Segundo o bloco europeu, o Brasil ainda não demonstrou de forma suficiente que essas substâncias deixaram de ser utilizadas ao longo de toda a cadeia produtiva voltada à exportação.

IMPACTOS PARA O BRASIL

A União Europeia é um dos principais destinos das proteínas animais brasileiras, especialmente da carne bovina, que possui alto valor agregado no mercado europeu.

A medida pode afetar não apenas o setor de carne bovina, mas também exportações de aves, ovos, mel, peixes, equinos e derivados de origem animal.

Apesar disso, a decisão não indica contaminação dos produtos brasileiros. O ponto central é regulatório, envolvendo rastreabilidade, certificação sanitária e comprovação documental do uso adequado de medicamentos.

Para voltar à lista de países autorizados, o Brasil precisará demonstrar conformidade total com as regras europeias durante todo o ciclo produtivo.

CAMINHOS PARA REVERTER A DECISÃO

Em abril, o governo brasileiro publicou uma portaria restringindo parte dos antimicrobianos usados como melhoradores de desempenho animal.

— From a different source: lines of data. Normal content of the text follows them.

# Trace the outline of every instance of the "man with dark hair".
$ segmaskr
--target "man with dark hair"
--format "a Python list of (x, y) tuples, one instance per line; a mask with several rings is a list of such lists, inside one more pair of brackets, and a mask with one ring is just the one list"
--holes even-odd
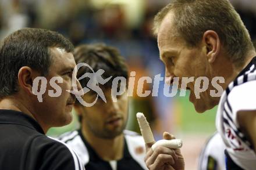
[[(219, 103), (216, 125), (225, 145), (226, 168), (254, 169), (256, 52), (239, 14), (228, 0), (172, 0), (156, 16), (154, 26), (166, 81), (194, 79), (187, 89), (199, 113)], [(199, 77), (209, 82), (223, 78), (218, 85), (222, 91), (209, 84), (196, 97), (194, 79)], [(148, 149), (145, 161), (150, 169), (184, 168), (180, 151), (164, 147)]]
[[(1, 43), (0, 169), (83, 169), (72, 149), (45, 135), (50, 128), (67, 125), (72, 119), (75, 97), (66, 91), (73, 89), (73, 49), (62, 35), (37, 28), (18, 30)], [(47, 82), (42, 79), (39, 86), (46, 92), (40, 102), (34, 83), (42, 77)], [(56, 77), (61, 79), (49, 83)], [(58, 97), (48, 95), (59, 89)]]
[[(85, 107), (79, 102), (74, 106), (80, 117), (79, 130), (67, 132), (60, 137), (63, 142), (73, 148), (81, 158), (86, 169), (145, 169), (144, 162), (145, 146), (141, 136), (135, 132), (124, 131), (128, 114), (127, 89), (117, 96), (115, 102), (112, 95), (113, 79), (118, 77), (127, 80), (127, 68), (118, 50), (103, 44), (83, 45), (77, 47), (74, 53), (76, 62), (90, 66), (81, 67), (77, 73), (83, 87), (88, 85), (93, 76), (80, 79), (84, 74), (104, 72), (100, 79), (110, 80), (99, 87), (106, 99), (97, 95), (99, 91), (90, 89), (83, 99), (94, 104)], [(92, 70), (93, 70), (93, 71)], [(102, 71), (101, 71), (102, 73)], [(119, 90), (122, 86), (118, 85)], [(125, 87), (125, 88), (126, 88)]]

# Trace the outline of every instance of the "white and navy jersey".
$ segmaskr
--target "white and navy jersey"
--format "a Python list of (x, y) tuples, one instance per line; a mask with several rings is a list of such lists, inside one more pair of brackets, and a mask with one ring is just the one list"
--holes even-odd
[(47, 137), (38, 123), (23, 113), (0, 110), (0, 169), (83, 170), (66, 144)]
[(145, 144), (137, 133), (124, 131), (125, 147), (123, 158), (118, 161), (105, 161), (89, 144), (81, 130), (67, 132), (59, 139), (72, 148), (81, 158), (86, 170), (148, 169), (145, 162)]
[(219, 102), (216, 126), (226, 148), (227, 169), (256, 168), (253, 145), (237, 121), (241, 110), (256, 110), (256, 57), (229, 85)]
[(218, 132), (207, 142), (199, 159), (199, 170), (224, 170), (225, 146)]

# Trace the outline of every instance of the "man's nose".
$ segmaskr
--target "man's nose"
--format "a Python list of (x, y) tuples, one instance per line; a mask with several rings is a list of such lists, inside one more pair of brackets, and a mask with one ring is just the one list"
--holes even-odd
[(168, 70), (165, 68), (165, 83), (168, 85), (170, 85), (173, 82), (174, 74), (170, 73)]

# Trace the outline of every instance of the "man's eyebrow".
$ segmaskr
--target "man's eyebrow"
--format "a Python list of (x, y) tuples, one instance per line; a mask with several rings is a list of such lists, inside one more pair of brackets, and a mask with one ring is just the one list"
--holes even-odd
[(64, 73), (64, 72), (69, 72), (69, 71), (73, 71), (74, 70), (74, 68), (73, 68), (72, 67), (66, 67), (65, 68), (63, 68), (61, 70), (62, 73)]

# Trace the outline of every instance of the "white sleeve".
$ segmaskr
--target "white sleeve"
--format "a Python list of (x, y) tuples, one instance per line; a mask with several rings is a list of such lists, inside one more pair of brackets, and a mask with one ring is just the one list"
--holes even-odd
[(256, 110), (256, 80), (251, 81), (234, 87), (227, 96), (232, 109), (232, 118), (236, 126), (237, 112)]

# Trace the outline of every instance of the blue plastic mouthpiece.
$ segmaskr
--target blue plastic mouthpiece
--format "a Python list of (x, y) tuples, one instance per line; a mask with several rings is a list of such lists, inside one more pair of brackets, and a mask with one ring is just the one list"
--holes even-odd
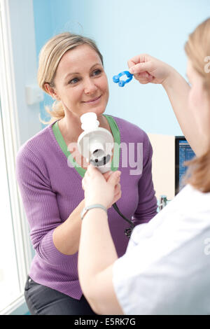
[[(122, 76), (126, 75), (127, 76), (127, 79), (125, 80), (120, 80), (120, 78)], [(119, 73), (117, 76), (114, 76), (113, 77), (113, 80), (115, 83), (118, 83), (119, 87), (124, 87), (125, 83), (129, 83), (132, 80), (133, 74), (130, 73), (128, 71), (123, 71), (122, 72)]]

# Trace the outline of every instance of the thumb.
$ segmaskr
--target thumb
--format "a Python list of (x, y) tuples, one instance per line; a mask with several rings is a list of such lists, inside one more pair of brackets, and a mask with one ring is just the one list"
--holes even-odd
[(108, 177), (107, 183), (113, 186), (115, 186), (120, 175), (121, 175), (121, 172), (119, 171), (113, 172)]

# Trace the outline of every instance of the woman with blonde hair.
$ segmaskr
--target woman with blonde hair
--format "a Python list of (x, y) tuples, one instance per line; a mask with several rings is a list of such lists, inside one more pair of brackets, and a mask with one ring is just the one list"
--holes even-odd
[[(132, 174), (133, 163), (122, 166), (120, 148), (114, 147), (111, 169), (120, 169), (108, 207), (109, 227), (116, 252), (122, 256), (128, 244), (127, 223), (112, 204), (134, 225), (155, 214), (157, 200), (152, 181), (152, 148), (146, 134), (123, 119), (104, 115), (108, 99), (103, 57), (91, 39), (69, 32), (49, 40), (39, 56), (39, 86), (54, 99), (49, 125), (27, 141), (17, 156), (17, 179), (36, 251), (25, 286), (32, 314), (94, 314), (81, 290), (78, 276), (80, 213), (85, 206), (82, 178), (88, 163), (76, 141), (83, 130), (80, 116), (97, 114), (99, 126), (121, 142), (143, 144), (143, 171)], [(108, 174), (104, 177), (108, 178)], [(104, 258), (106, 251), (101, 253)]]
[[(140, 83), (162, 84), (197, 157), (188, 163), (186, 186), (148, 224), (134, 228), (123, 256), (118, 257), (106, 211), (93, 207), (86, 214), (78, 273), (97, 314), (210, 314), (210, 18), (190, 35), (185, 49), (190, 85), (148, 55), (128, 61)], [(106, 207), (119, 183), (118, 172), (106, 181), (89, 166), (85, 205)]]

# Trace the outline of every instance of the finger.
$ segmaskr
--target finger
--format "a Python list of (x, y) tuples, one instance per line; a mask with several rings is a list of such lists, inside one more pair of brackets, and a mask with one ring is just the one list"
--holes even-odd
[(104, 174), (103, 174), (103, 176), (104, 178), (106, 179), (106, 181), (108, 180), (108, 177), (110, 176), (110, 175), (111, 175), (112, 172), (113, 172), (111, 170), (109, 170), (108, 172), (106, 172)]
[(135, 65), (131, 66), (129, 69), (129, 71), (132, 74), (136, 74), (146, 71), (150, 74), (152, 73), (153, 70), (154, 70), (153, 62), (146, 62), (144, 63), (136, 64)]
[(136, 55), (127, 61), (128, 67), (130, 68), (139, 63), (148, 62), (151, 58), (152, 57), (147, 54)]

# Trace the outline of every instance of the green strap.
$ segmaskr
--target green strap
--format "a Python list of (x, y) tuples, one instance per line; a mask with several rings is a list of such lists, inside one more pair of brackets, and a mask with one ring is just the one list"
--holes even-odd
[[(113, 157), (112, 159), (111, 162), (111, 170), (113, 172), (115, 172), (115, 170), (118, 170), (118, 167), (119, 167), (119, 160), (120, 160), (120, 134), (119, 131), (119, 128), (118, 127), (118, 125), (115, 122), (115, 120), (113, 119), (113, 118), (111, 115), (107, 115), (104, 114), (104, 115), (106, 118), (109, 124), (110, 128), (111, 130), (113, 136), (113, 139), (115, 142), (115, 147), (114, 147), (114, 153), (113, 153)], [(86, 172), (86, 170), (82, 168), (74, 159), (71, 153), (67, 149), (67, 146), (66, 144), (66, 142), (62, 136), (62, 134), (59, 129), (58, 126), (58, 120), (57, 120), (53, 125), (52, 125), (52, 131), (55, 135), (55, 137), (59, 145), (59, 147), (61, 148), (62, 152), (64, 153), (66, 157), (68, 159), (68, 161), (71, 162), (71, 163), (74, 165), (74, 168), (78, 172), (78, 173), (82, 176), (84, 177), (84, 175)]]

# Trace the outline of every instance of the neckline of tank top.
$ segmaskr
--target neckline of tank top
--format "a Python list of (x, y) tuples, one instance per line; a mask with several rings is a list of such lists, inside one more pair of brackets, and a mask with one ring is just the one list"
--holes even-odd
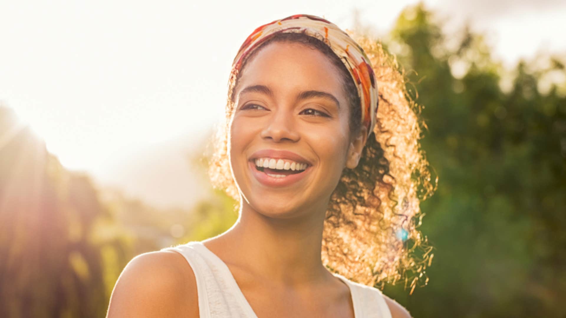
[[(213, 261), (216, 263), (221, 269), (221, 274), (223, 278), (225, 281), (230, 285), (230, 289), (234, 291), (235, 296), (238, 298), (238, 301), (241, 305), (243, 306), (244, 310), (246, 311), (246, 313), (249, 317), (258, 318), (258, 315), (256, 315), (255, 312), (254, 311), (254, 309), (251, 308), (251, 305), (246, 299), (246, 296), (244, 295), (243, 293), (242, 292), (242, 290), (240, 289), (239, 286), (238, 286), (238, 283), (236, 282), (235, 278), (234, 278), (234, 275), (232, 274), (232, 272), (230, 271), (230, 268), (228, 268), (228, 265), (224, 263), (224, 261), (222, 260), (222, 259), (218, 257), (216, 254), (212, 252), (212, 251), (208, 249), (208, 247), (204, 246), (204, 244), (201, 242), (198, 241), (192, 241), (190, 242), (187, 243), (187, 245), (189, 246), (192, 246), (193, 247), (196, 247), (197, 250), (199, 250), (201, 252), (204, 253), (206, 255), (208, 255), (208, 258), (212, 259)], [(352, 306), (354, 307), (354, 318), (358, 318), (359, 317), (362, 317), (361, 316), (361, 313), (359, 312), (359, 310), (358, 309), (359, 305), (358, 304), (358, 297), (357, 294), (355, 293), (355, 289), (350, 283), (350, 281), (348, 278), (340, 275), (340, 274), (337, 274), (336, 273), (331, 273), (332, 275), (340, 278), (346, 286), (348, 286), (348, 289), (350, 290), (350, 296), (352, 301)]]

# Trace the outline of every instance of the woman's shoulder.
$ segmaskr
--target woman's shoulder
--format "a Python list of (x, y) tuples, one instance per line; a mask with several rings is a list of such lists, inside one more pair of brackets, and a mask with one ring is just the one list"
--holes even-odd
[(140, 254), (118, 278), (107, 317), (198, 317), (196, 281), (182, 255), (171, 250)]
[(411, 318), (411, 314), (404, 307), (401, 306), (399, 303), (393, 299), (389, 298), (385, 294), (382, 294), (385, 299), (385, 303), (387, 304), (387, 307), (389, 307), (389, 311), (391, 312), (391, 318)]

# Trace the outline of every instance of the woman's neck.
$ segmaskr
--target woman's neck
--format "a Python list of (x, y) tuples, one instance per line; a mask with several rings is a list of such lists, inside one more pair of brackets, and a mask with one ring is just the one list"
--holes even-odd
[(288, 286), (328, 278), (320, 257), (325, 209), (277, 218), (245, 203), (239, 213), (235, 224), (214, 239), (225, 247), (223, 253), (229, 261), (245, 266), (258, 277)]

Ainda assim, a União Europeia considera que as medidas são insuficientes.

Entre as alternativas para reverter a situação estão o endurecimento das restrições legais ou a criação de sistemas mais rigorosos de rastreabilidade.

Essa segunda opção é considerada mais complexa, pois exige monitoramento detalhado da cadeia produtiva, novas certificações sanitárias e aumento de custos para produtores e frigoríficos.

Setor reage e tenta evitar prejuízos

Entidades do agronegócio brasileiro afirmaram que estão atuando em conjunto com o Ministério da Agricultura para atender às exigências europeias antes do prazo final.

A Associação Brasileira das Indústrias Exportadoras de Carnes (Abiec) destacou que o Brasil segue habilitado a exportar carne bovina até setembro e afirmou que o país possui sistemas robustos de controle sanitário.

Já a Associação Brasileira de Proteína Animal (ABPA) declarou que o Brasil cumpre normas internacionais e que irá prestar esclarecimentos técnicos às autoridades europeias.

Representantes do setor de mel também criticaram a decisão, afirmando que o Brasil é um dos maiores produtores de mel orgânico do mundo e que não haveria justificativa técnica para restrições.

Pressão europeia e contexto comercial

A decisão ocorre poucos dias após o início da vigência provisória do acordo comercial entre Mercosul e União Europeia, que enfrenta resistência de agricultores europeus, especialmente na França.

Na segunda-feira (11), o Ministério do Desenvolvimento, Indústria, Comércio e Serviços anunciou o início das exportações de carnes bovina e de aves com alíquota zero dentro do sistema de cotas do acordo.

Apesar disso, a medida sanitária não está diretamente ligada ao tratado comercial. Ela integra a política europeia de segurança alimentar e saúde pública chamada “One Health”, voltada ao combate ao uso excessivo de antibióticos.

O comissário europeu para Agricultura, Christophe Hansen, afirmou que os produtores europeus seguem regras rigorosas e que os produtos importados precisam atender aos mesmos padrões.

Pará pode sentir impacto direto com veto europeu à carne brasileira

O veto da União Europeia acende um alerta importante para o Pará, que possui o segundo maior rebanho bovino do Brasil, sendo um dos principais polos pecuários do país.

Mesmo que grande parte da produção paraense não tenha como destino direto o mercado europeu, o estado pode sofrer impactos indiretos relevantes. Isso porque a restrição tende a aumentar a oferta de carne no mercado interno, pressionando preços e reduzindo margens de lucro dos produtores.

Além disso, frigoríficos que operam com exportação podem rever contratos, reduzir abates ou redirecionar cargas para outros mercados, afetando toda a cadeia produtiva local.

Outro ponto de atenção é a exigência por maior rastreabilidade sanitária. Caso o Brasil adote sistemas mais rígidos para atender às regras europeias, produtores paraenses poderão enfrentar custos adicionais com certificações, controle de origem e adequações sanitárias.

Por outro lado, especialistas avaliam que a crise também pode acelerar a modernização do setor no estado, incentivando investimentos em tecnologia, controle sanitário e acesso a mercados mais exigentes.

O cenário, portanto, combina desafios imediatos com possíveis oportunidades de longo prazo para a pecuária paraense.